Es mag überzogen wirken, wie sehr das Schicksal von Jonah gleichzeitig auch meines besiegelt hat, aber so ist es nun einmal.
Jonah war alles für mich. Ist es noch.
Doch zu wissen, dass er in einem Wachkoma liegt und mir nicht antworten kann, zerreißt mich jeden Tag aufs Neue.
Ich schäme mich nach wie vor dafür, aber als er ins Koma versetzt wurde, weigerte ich mich drei Tage lang, ihn zu besuchen.
Die schiere Vorstellung, ihn dort liegen zu sehen, vollkommen auf sich allein gestellt, sein einst agiler Körper, der völlig unbeweglich geworden war, war unerträglich für mich.
Ihn drei Tage später dann genauso vorzufinden, stellte etwas mit mir an.
Es brachte mich nicht vollends um, war aber überaus nah dran.
Ein Teil meiner Seele stieß sich von mir ab, wanderte zu ihm und lebt dort in der gleichen Trance, in der er sich seitdem befindet.

Drei Jahre.
So lange werde ich schon dazu missbraucht, die trauernde Tochter zu mimen.
Ich trete auf Spendengalas auf, eröffne Galerien und verteufle mich ein jedes Mal aufs Neue, damit gestraft worden zu sein.
Dabei bin ich froh, dass mein Vater tot ist.
Ich bin erleichtert. Denn ich weiß nicht, wie ich damit umgegangen wäre, hätte er überlebt.
Wie ich ihm gegenüber getreten wäre und was ich ihm an den Kopf geworfen hätte.
Weil mir meine Gedanken tatsächlich selbst Angst einflößen, denke ich lieber nicht weiter darüber nach.
Stattdessen versuche ich, den Missmut in mir zum Ersterben zu bringen. Immer und immer wieder und vor allem jetzt.

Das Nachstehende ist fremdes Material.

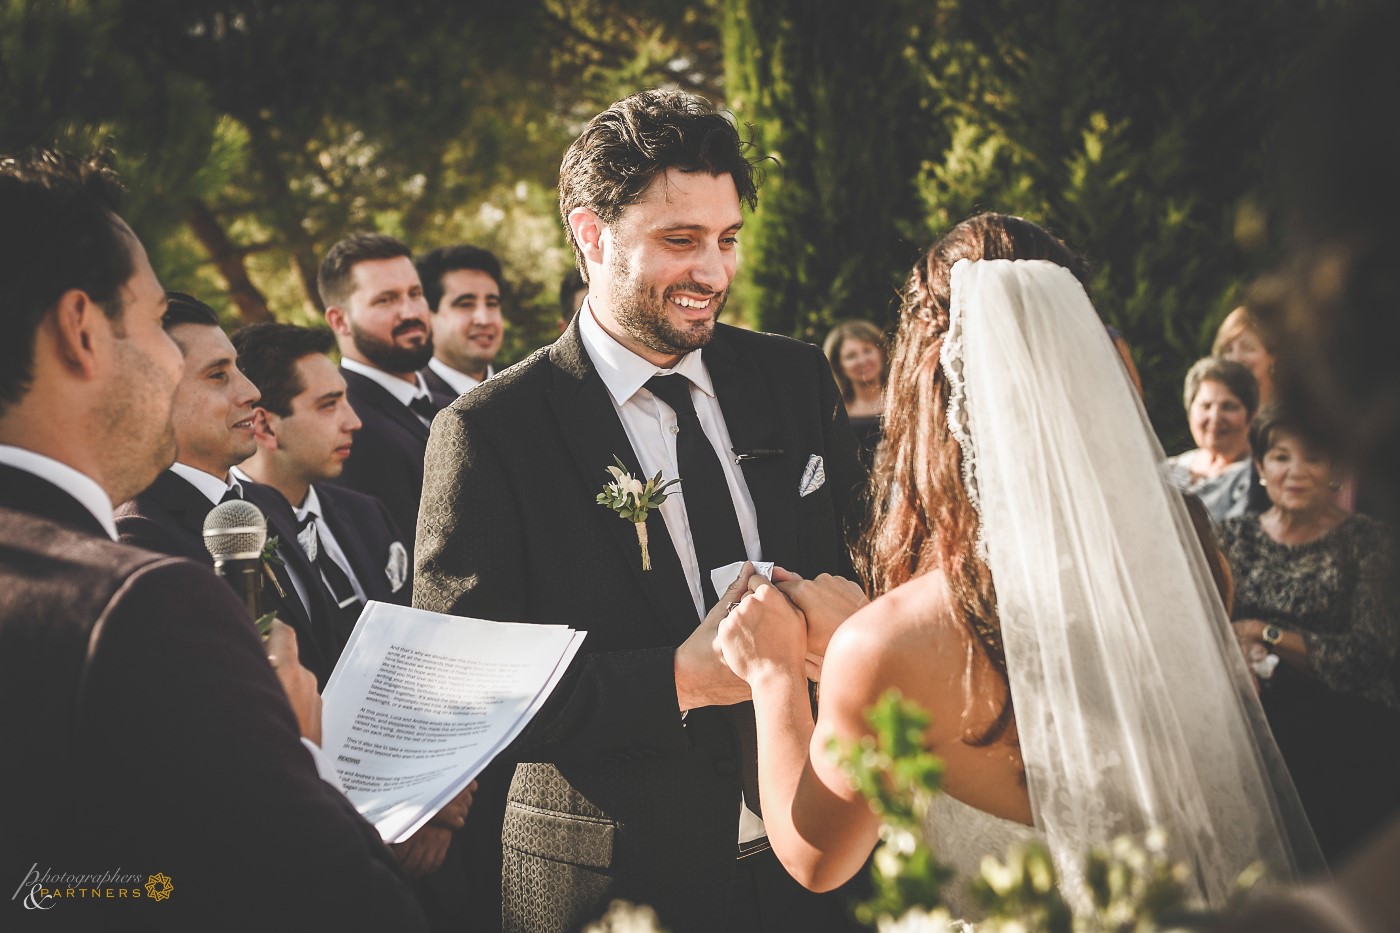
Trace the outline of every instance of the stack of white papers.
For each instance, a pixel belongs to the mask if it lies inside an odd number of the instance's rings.
[[[385,842],[413,835],[520,734],[584,634],[371,601],[322,695],[350,802]]]

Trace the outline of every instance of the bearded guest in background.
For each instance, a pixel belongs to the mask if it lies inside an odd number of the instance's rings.
[[[422,373],[433,358],[423,284],[408,247],[379,233],[357,233],[332,246],[316,284],[340,345],[346,396],[362,422],[335,482],[388,507],[408,537],[412,566],[428,428],[452,400],[433,395]]]

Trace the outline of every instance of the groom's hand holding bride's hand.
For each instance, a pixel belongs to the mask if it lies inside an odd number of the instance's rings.
[[[739,577],[720,594],[709,615],[676,649],[676,701],[682,711],[702,706],[732,706],[751,699],[749,685],[724,663],[716,638],[720,620],[729,613],[729,604],[738,602],[755,576],[753,564],[745,563]]]
[[[748,582],[748,595],[719,624],[717,644],[725,663],[750,685],[765,674],[800,674],[807,656],[806,620],[763,577]]]

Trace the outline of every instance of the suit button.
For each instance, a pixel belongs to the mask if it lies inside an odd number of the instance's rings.
[[[731,776],[739,773],[739,764],[732,758],[716,758],[715,773]]]

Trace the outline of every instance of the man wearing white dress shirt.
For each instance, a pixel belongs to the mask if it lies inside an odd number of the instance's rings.
[[[753,708],[714,650],[737,596],[711,571],[850,572],[860,472],[821,352],[716,321],[756,200],[744,151],[679,92],[591,121],[560,168],[587,300],[435,422],[414,605],[588,632],[507,752],[504,799],[482,779],[476,816],[503,811],[502,916],[483,923],[565,933],[613,898],[676,933],[846,923],[840,896],[802,890],[763,840]],[[645,519],[645,557],[598,502],[617,461],[680,480]]]
[[[257,452],[233,472],[291,504],[297,541],[320,571],[343,646],[367,600],[408,605],[412,568],[384,504],[327,482],[340,475],[360,429],[345,380],[327,355],[333,339],[320,328],[263,323],[236,331],[233,345],[239,368],[262,391],[253,421]],[[337,650],[332,666],[338,659]],[[470,800],[470,792],[465,796]],[[439,928],[463,927],[467,886],[460,855],[450,848],[461,825],[460,815],[447,814],[390,847],[422,879],[419,901]]]
[[[501,313],[501,261],[465,243],[418,257],[423,295],[433,312],[433,358],[428,385],[452,398],[494,375],[506,322]]]
[[[209,512],[229,498],[256,505],[267,517],[278,557],[269,561],[275,582],[264,586],[263,605],[296,631],[303,663],[324,685],[343,639],[333,630],[310,563],[291,546],[297,530],[291,509],[275,490],[240,482],[232,473],[257,446],[257,386],[239,370],[237,352],[208,305],[171,292],[164,323],[184,357],[174,401],[176,462],[117,508],[117,531],[128,544],[212,565],[203,536]]]
[[[407,536],[411,565],[428,428],[451,401],[434,396],[421,372],[433,356],[433,331],[418,270],[401,241],[356,233],[331,247],[316,283],[362,422],[335,482],[388,507]]]
[[[370,599],[408,605],[412,568],[388,510],[372,496],[328,482],[344,470],[361,425],[327,355],[330,333],[254,324],[234,333],[233,344],[239,368],[262,389],[253,421],[257,451],[235,472],[291,504],[302,549],[321,567],[347,624]]]

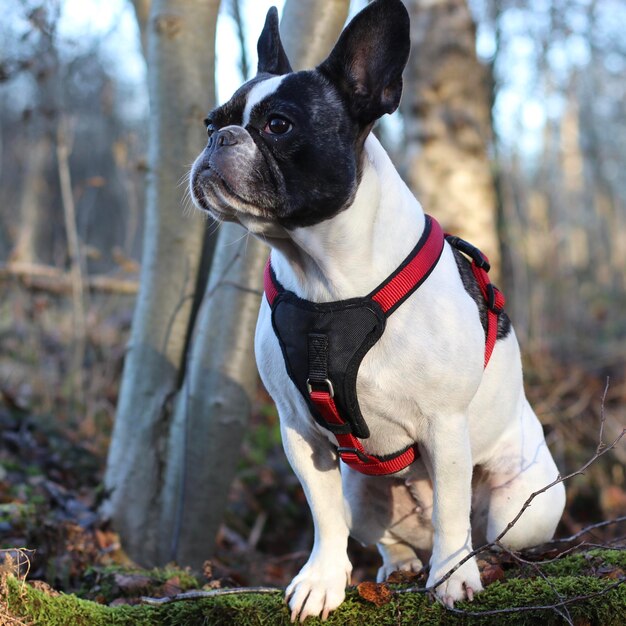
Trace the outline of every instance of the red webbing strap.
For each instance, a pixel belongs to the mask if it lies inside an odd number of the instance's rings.
[[[310,398],[329,424],[345,424],[328,391],[311,391]],[[383,460],[365,452],[361,442],[354,435],[336,433],[335,438],[339,444],[337,452],[341,460],[357,472],[369,476],[383,476],[399,472],[411,465],[416,457],[417,445],[407,448],[397,456]]]
[[[383,312],[390,315],[402,301],[424,281],[433,270],[444,245],[444,234],[438,222],[426,216],[422,238],[400,268],[392,274],[370,298],[377,302]],[[486,257],[484,257],[486,260]],[[504,306],[504,296],[489,280],[487,272],[472,262],[472,271],[487,302],[487,337],[485,345],[485,367],[491,357],[498,333],[498,314]],[[280,283],[274,278],[270,259],[265,266],[263,276],[265,296],[270,306],[282,291]],[[339,414],[333,395],[329,390],[311,389],[310,399],[324,420],[329,424],[344,425],[346,421]],[[393,474],[408,467],[418,456],[417,444],[387,459],[380,459],[368,454],[361,442],[352,434],[335,433],[339,447],[337,452],[341,460],[362,474],[381,476]]]
[[[274,300],[276,300],[276,296],[278,295],[278,288],[274,283],[274,279],[272,277],[272,257],[267,258],[267,263],[265,264],[265,270],[263,272],[263,290],[265,291],[265,297],[270,305],[270,307],[274,304]]]
[[[424,232],[420,241],[402,263],[370,298],[377,302],[383,312],[391,315],[395,307],[409,296],[424,281],[433,270],[444,245],[444,236],[441,226],[429,215],[425,216]],[[282,291],[280,283],[275,279],[270,259],[265,265],[263,274],[265,296],[270,307],[273,306],[278,294]],[[339,414],[337,405],[330,391],[315,391],[311,389],[310,399],[324,420],[329,424],[344,425],[346,421]],[[341,460],[362,474],[382,476],[394,474],[408,467],[418,456],[417,444],[386,459],[380,459],[365,452],[361,442],[352,434],[335,433],[339,447],[337,453]]]
[[[485,338],[485,367],[487,367],[498,338],[498,316],[502,312],[506,300],[504,294],[491,283],[489,274],[483,268],[478,267],[474,261],[472,261],[471,267],[487,303],[487,336]]]
[[[426,226],[430,227],[430,232],[426,235],[426,240],[418,243],[417,250],[411,252],[413,258],[401,266],[401,269],[393,274],[390,279],[379,287],[371,296],[372,300],[380,304],[383,312],[399,304],[411,291],[430,274],[433,270],[441,251],[443,250],[443,231],[439,223],[430,215],[426,215]]]

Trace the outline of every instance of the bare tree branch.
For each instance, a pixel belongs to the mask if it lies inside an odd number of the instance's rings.
[[[72,293],[72,276],[51,265],[12,261],[0,263],[0,283],[17,279],[27,288],[54,294]],[[84,286],[90,291],[134,296],[139,290],[137,280],[117,278],[104,274],[84,277]]]
[[[591,524],[590,526],[585,526],[577,533],[570,535],[569,537],[561,537],[560,539],[553,539],[544,545],[554,545],[559,543],[571,543],[572,541],[576,541],[583,535],[592,532],[593,530],[597,530],[598,528],[605,528],[606,526],[613,526],[614,524],[621,524],[622,522],[626,522],[626,515],[621,515],[620,517],[616,517],[614,519],[604,520],[602,522],[596,522],[595,524]]]

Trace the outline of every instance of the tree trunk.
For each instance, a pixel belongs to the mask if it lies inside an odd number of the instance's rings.
[[[159,560],[160,496],[205,222],[180,181],[202,149],[215,99],[219,0],[154,0],[148,24],[150,144],[141,288],[124,364],[103,511],[134,560]]]
[[[294,68],[324,59],[341,32],[349,1],[305,5],[288,0],[282,22]],[[324,15],[324,37],[310,27],[318,14]],[[199,568],[213,550],[258,384],[254,329],[267,256],[267,247],[246,237],[240,226],[221,227],[172,420],[162,562]]]
[[[335,45],[348,17],[349,0],[287,0],[280,23],[291,67],[310,69]]]
[[[24,154],[24,176],[19,202],[18,232],[11,261],[36,263],[40,261],[39,239],[44,227],[44,198],[46,197],[46,169],[51,145],[47,134],[29,141]]]
[[[139,26],[139,36],[141,40],[141,50],[143,56],[148,58],[148,21],[150,19],[150,9],[152,0],[132,0],[135,9],[135,17],[137,18],[137,26]]]
[[[489,73],[476,57],[466,0],[406,0],[411,57],[402,112],[407,171],[427,213],[500,264]]]
[[[267,249],[239,227],[223,227],[175,403],[162,563],[200,569],[213,552],[257,392],[253,338],[266,258]]]

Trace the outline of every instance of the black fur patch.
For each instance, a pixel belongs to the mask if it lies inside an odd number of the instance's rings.
[[[241,125],[248,95],[259,75],[243,85],[207,122],[216,129]],[[292,127],[284,135],[266,132],[273,116]],[[256,103],[246,130],[263,156],[250,166],[264,170],[257,187],[258,206],[267,218],[286,228],[311,226],[339,213],[352,202],[359,183],[363,132],[348,115],[337,89],[318,71],[287,75],[277,89]],[[226,149],[228,149],[226,147]],[[245,185],[246,178],[241,178]],[[237,191],[237,190],[234,190]],[[249,197],[249,190],[241,190]]]
[[[198,204],[204,186],[215,183],[224,192],[218,199],[232,198],[232,207],[220,207],[223,218],[245,212],[238,203],[244,199],[262,213],[261,219],[289,229],[312,226],[350,206],[360,182],[365,139],[375,120],[398,106],[409,46],[409,17],[401,0],[374,0],[344,29],[325,62],[315,70],[291,73],[278,13],[270,9],[257,46],[259,74],[206,120],[215,130],[240,126],[250,90],[261,80],[284,75],[276,90],[250,111],[246,130],[258,153],[223,141],[228,133],[218,137],[218,145],[209,146],[194,167]],[[274,116],[286,119],[290,130],[273,133],[268,123]],[[222,150],[220,167],[214,167],[213,154]],[[239,176],[246,167],[248,173]],[[223,180],[216,181],[219,174]]]
[[[483,298],[483,294],[480,291],[480,287],[476,282],[476,278],[474,277],[474,273],[472,272],[472,268],[470,267],[470,262],[467,257],[465,257],[461,252],[459,252],[456,248],[452,248],[452,252],[454,253],[454,260],[456,261],[456,265],[459,268],[459,274],[461,275],[461,280],[463,281],[463,287],[465,287],[465,291],[472,297],[474,302],[476,302],[476,306],[478,307],[478,315],[480,316],[480,323],[482,324],[485,333],[487,332],[487,304],[485,303],[485,299]],[[509,316],[502,311],[500,315],[498,315],[498,334],[497,339],[504,339],[511,332],[511,320]]]

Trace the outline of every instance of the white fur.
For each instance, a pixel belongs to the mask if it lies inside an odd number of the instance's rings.
[[[259,104],[259,102],[267,98],[267,96],[271,93],[274,93],[284,78],[285,76],[272,76],[272,78],[261,81],[252,87],[248,97],[246,98],[246,106],[243,110],[243,122],[241,125],[244,128],[250,123],[252,109]]]
[[[255,88],[255,98],[269,88],[264,85]],[[397,268],[422,233],[421,206],[373,135],[365,148],[354,203],[330,220],[291,231],[291,241],[272,252],[278,280],[302,298],[326,302],[366,295]],[[432,549],[428,585],[434,585],[472,550],[474,466],[487,476],[489,539],[530,493],[557,477],[524,395],[515,335],[511,331],[497,342],[483,370],[484,331],[447,244],[429,278],[388,319],[359,369],[358,398],[371,431],[362,440],[365,450],[384,455],[420,444],[421,458],[400,474],[368,477],[343,464],[340,472],[329,445],[336,441],[316,424],[289,379],[270,316],[264,299],[257,363],[278,407],[285,452],[315,525],[311,556],[288,588],[292,619],[325,616],[343,600],[351,570],[349,533],[378,544],[379,578],[394,569],[419,568],[414,550]],[[503,543],[521,548],[548,540],[563,506],[558,485],[533,501]],[[437,594],[451,604],[481,589],[472,558]]]

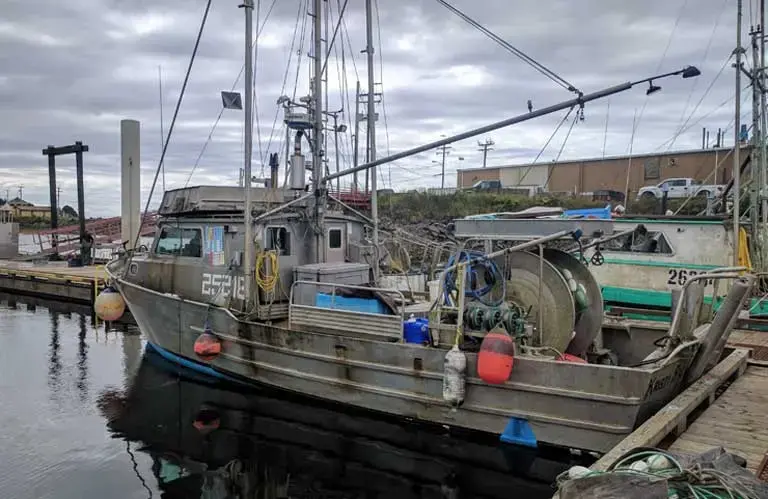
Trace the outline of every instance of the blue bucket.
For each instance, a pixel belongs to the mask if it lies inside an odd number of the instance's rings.
[[[411,317],[403,322],[403,339],[406,343],[429,344],[429,319]]]

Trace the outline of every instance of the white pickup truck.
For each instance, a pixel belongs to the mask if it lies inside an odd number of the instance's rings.
[[[715,197],[722,194],[724,185],[705,185],[692,178],[668,178],[658,185],[649,185],[637,191],[638,199],[661,199],[664,192],[668,198],[689,196]]]

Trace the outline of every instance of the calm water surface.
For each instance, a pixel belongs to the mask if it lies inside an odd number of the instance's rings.
[[[477,435],[179,371],[88,307],[0,294],[0,498],[551,497]]]

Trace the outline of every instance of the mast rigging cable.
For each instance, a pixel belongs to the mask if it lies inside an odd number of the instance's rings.
[[[450,10],[451,12],[453,12],[454,14],[459,16],[467,24],[469,24],[470,26],[476,28],[478,31],[483,33],[485,36],[487,36],[488,38],[490,38],[491,40],[493,40],[494,42],[499,44],[502,48],[506,49],[508,52],[514,54],[518,58],[522,59],[524,62],[528,63],[532,68],[534,68],[536,71],[538,71],[539,73],[543,74],[544,76],[546,76],[550,80],[554,81],[555,83],[557,83],[561,87],[563,87],[566,90],[569,90],[571,92],[574,92],[576,94],[579,94],[579,95],[582,94],[581,90],[579,90],[578,88],[573,86],[571,83],[569,83],[567,80],[565,80],[564,78],[559,76],[557,73],[555,73],[551,69],[547,68],[546,66],[544,66],[540,62],[536,61],[534,58],[530,57],[529,55],[525,54],[523,51],[521,51],[517,47],[513,46],[511,43],[509,43],[508,41],[504,40],[503,38],[501,38],[500,36],[498,36],[497,34],[492,32],[491,30],[489,30],[488,28],[486,28],[485,26],[480,24],[479,22],[475,21],[474,19],[472,19],[471,17],[469,17],[468,15],[466,15],[465,13],[463,13],[462,11],[460,11],[459,9],[454,7],[453,5],[449,4],[445,0],[437,0],[437,2],[440,5],[442,5],[443,7],[445,7],[446,9]]]
[[[205,28],[205,22],[208,20],[208,13],[211,10],[211,1],[208,0],[205,4],[205,12],[203,13],[203,20],[200,22],[200,29],[197,32],[197,38],[195,39],[195,46],[192,49],[192,56],[189,58],[189,65],[187,66],[187,72],[184,75],[184,83],[181,85],[181,92],[179,92],[179,99],[176,101],[176,109],[173,111],[173,118],[171,119],[171,126],[168,127],[168,136],[165,138],[165,144],[163,145],[163,152],[160,155],[160,162],[157,164],[155,170],[155,178],[152,180],[152,188],[149,190],[149,196],[147,197],[147,203],[144,205],[144,216],[141,217],[139,222],[139,231],[136,234],[136,238],[133,241],[133,248],[139,244],[139,236],[141,229],[144,226],[144,220],[146,218],[147,211],[149,210],[149,203],[152,202],[152,195],[155,193],[155,187],[157,186],[157,178],[160,176],[160,169],[165,159],[165,153],[168,151],[168,143],[171,141],[171,135],[173,134],[173,128],[176,125],[176,118],[179,116],[179,109],[181,108],[181,102],[184,100],[184,93],[187,90],[187,83],[189,82],[189,76],[192,73],[192,65],[195,63],[195,57],[197,56],[197,49],[200,47],[200,39],[203,37],[203,29]],[[133,253],[131,253],[133,256]],[[126,266],[126,268],[128,268]]]

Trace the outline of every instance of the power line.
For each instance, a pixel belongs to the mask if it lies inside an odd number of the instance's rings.
[[[720,20],[722,19],[723,14],[725,13],[726,5],[728,5],[728,0],[724,0],[723,1],[723,5],[720,7],[720,14],[717,16],[717,19],[715,20],[715,25],[712,27],[712,32],[709,34],[709,41],[707,41],[707,46],[704,49],[704,55],[701,58],[701,64],[699,65],[699,67],[702,67],[704,65],[704,63],[706,63],[706,61],[707,61],[707,58],[709,56],[709,50],[710,50],[710,48],[712,48],[712,41],[715,39],[715,32],[717,32],[717,27],[720,25]],[[729,59],[730,59],[730,57],[729,57]],[[728,61],[726,60],[726,63],[727,62]],[[723,68],[720,69],[720,72],[717,74],[717,76],[715,76],[715,80],[717,80],[717,78],[723,72],[724,68],[725,68],[725,66],[723,66]],[[694,78],[693,79],[693,85],[691,85],[691,90],[690,90],[690,92],[688,92],[688,98],[685,100],[685,106],[683,106],[683,112],[680,113],[680,128],[685,126],[685,123],[683,123],[683,119],[685,119],[685,113],[686,113],[686,111],[688,111],[688,104],[691,103],[691,97],[693,97],[693,92],[696,90],[696,87],[698,86],[700,79],[701,78]],[[704,96],[706,96],[709,93],[709,90],[712,88],[712,85],[714,84],[715,80],[712,81],[712,84],[710,84],[709,88],[706,90],[706,92],[704,92]],[[702,96],[702,100],[704,99],[704,96]],[[701,103],[701,100],[699,101],[699,103]],[[697,106],[697,108],[698,108],[698,106]],[[695,111],[696,111],[696,108],[691,113],[691,116],[693,115],[693,113]],[[690,116],[688,117],[688,119],[690,120]],[[686,122],[687,122],[687,120],[686,120]],[[674,141],[672,141],[672,143],[669,144],[669,148],[667,149],[667,151],[669,151],[669,149],[672,148],[673,144],[674,144]]]
[[[726,59],[725,59],[725,61],[723,62],[723,65],[722,65],[722,66],[720,66],[720,71],[718,71],[718,72],[717,72],[717,74],[715,75],[715,77],[714,77],[714,78],[712,79],[712,81],[709,83],[709,86],[708,86],[708,87],[707,87],[707,89],[704,91],[704,93],[701,95],[701,98],[700,98],[700,99],[699,99],[699,101],[696,103],[696,105],[693,107],[693,111],[691,111],[691,114],[689,114],[689,115],[688,115],[688,118],[687,118],[687,119],[685,120],[685,122],[684,122],[684,123],[683,123],[683,124],[680,126],[680,129],[677,131],[677,133],[676,133],[676,134],[674,134],[674,135],[672,136],[672,141],[669,143],[669,146],[667,147],[667,151],[669,151],[669,150],[672,148],[672,146],[674,145],[674,143],[675,143],[675,141],[677,140],[677,138],[678,138],[678,137],[680,137],[680,135],[681,135],[681,134],[682,134],[682,133],[683,133],[685,130],[687,130],[687,128],[685,128],[685,126],[688,124],[688,122],[691,120],[691,118],[693,118],[693,115],[694,115],[694,114],[696,114],[696,111],[698,111],[698,109],[699,109],[699,106],[701,106],[701,103],[704,101],[704,99],[707,97],[707,95],[709,95],[709,92],[710,92],[710,91],[712,90],[712,88],[715,86],[715,82],[717,82],[717,79],[718,79],[718,78],[720,78],[720,76],[723,74],[723,71],[725,70],[726,66],[728,65],[728,61],[730,61],[730,60],[731,60],[731,57],[732,57],[732,56],[733,56],[733,54],[729,55],[729,56],[728,56],[728,58],[726,58]]]
[[[373,0],[373,5],[376,10],[376,31],[377,39],[379,42],[379,83],[381,84],[381,111],[384,114],[384,137],[387,141],[387,156],[391,156],[392,153],[389,148],[389,123],[387,120],[387,104],[384,101],[384,55],[381,52],[381,20],[379,18],[379,0]],[[392,188],[392,164],[389,167],[389,188]],[[383,173],[383,172],[382,172]]]
[[[658,73],[661,70],[662,64],[664,64],[664,60],[667,58],[667,52],[669,52],[669,47],[672,46],[672,40],[675,37],[675,32],[677,31],[677,27],[680,25],[680,20],[683,17],[683,13],[685,13],[685,8],[688,5],[688,0],[683,1],[683,5],[680,7],[680,10],[677,12],[677,18],[675,19],[675,25],[672,27],[672,32],[669,34],[669,38],[667,39],[667,46],[664,47],[664,52],[661,54],[661,59],[659,59],[659,64],[656,66],[656,73]],[[643,119],[643,114],[645,113],[645,108],[648,106],[648,98],[649,95],[646,94],[645,100],[643,101],[643,107],[640,108],[640,117],[637,119],[637,122],[632,127],[632,134],[634,135],[637,132],[637,128],[640,126],[640,122]]]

Zumindest für die nächsten Minuten.
Immerhin befinde ich mich noch immer auf der Bühne, sehe zwischen seinen Gemälden und dem Publikum hin und her, indessen ich dafür bete, dass man mich endlich erlöst.
Mein Blick ist müde.
Ich lasse ihn nur oberflächlich über die vielen Menschen wandern, die applaudieren, tuscheln und an ihrem Champagner nippen.
Ich verstehe schon, dass man solche Abende leichter durchsteht, wenn man einen losgelösten Zustand der Vernebelung durch Alkohol hervorrufen kann.
Ein kleiner Schwips würde mich höchstwahrscheinlich ebenfalls aus der starren Haltung befreien, in der ich auf dem Podium stehe.
Es ist nicht so, als hätte ich nicht schon einmal darüber nachgedacht; mir sogar gewünscht, ich könnte über meinen Schatten springen und meine Anspannung wegtrinken.
Doch ich kann es nicht.
Nicht, wenn Alkohol dazu führte, dass ich meine bessere Hälfte verliere.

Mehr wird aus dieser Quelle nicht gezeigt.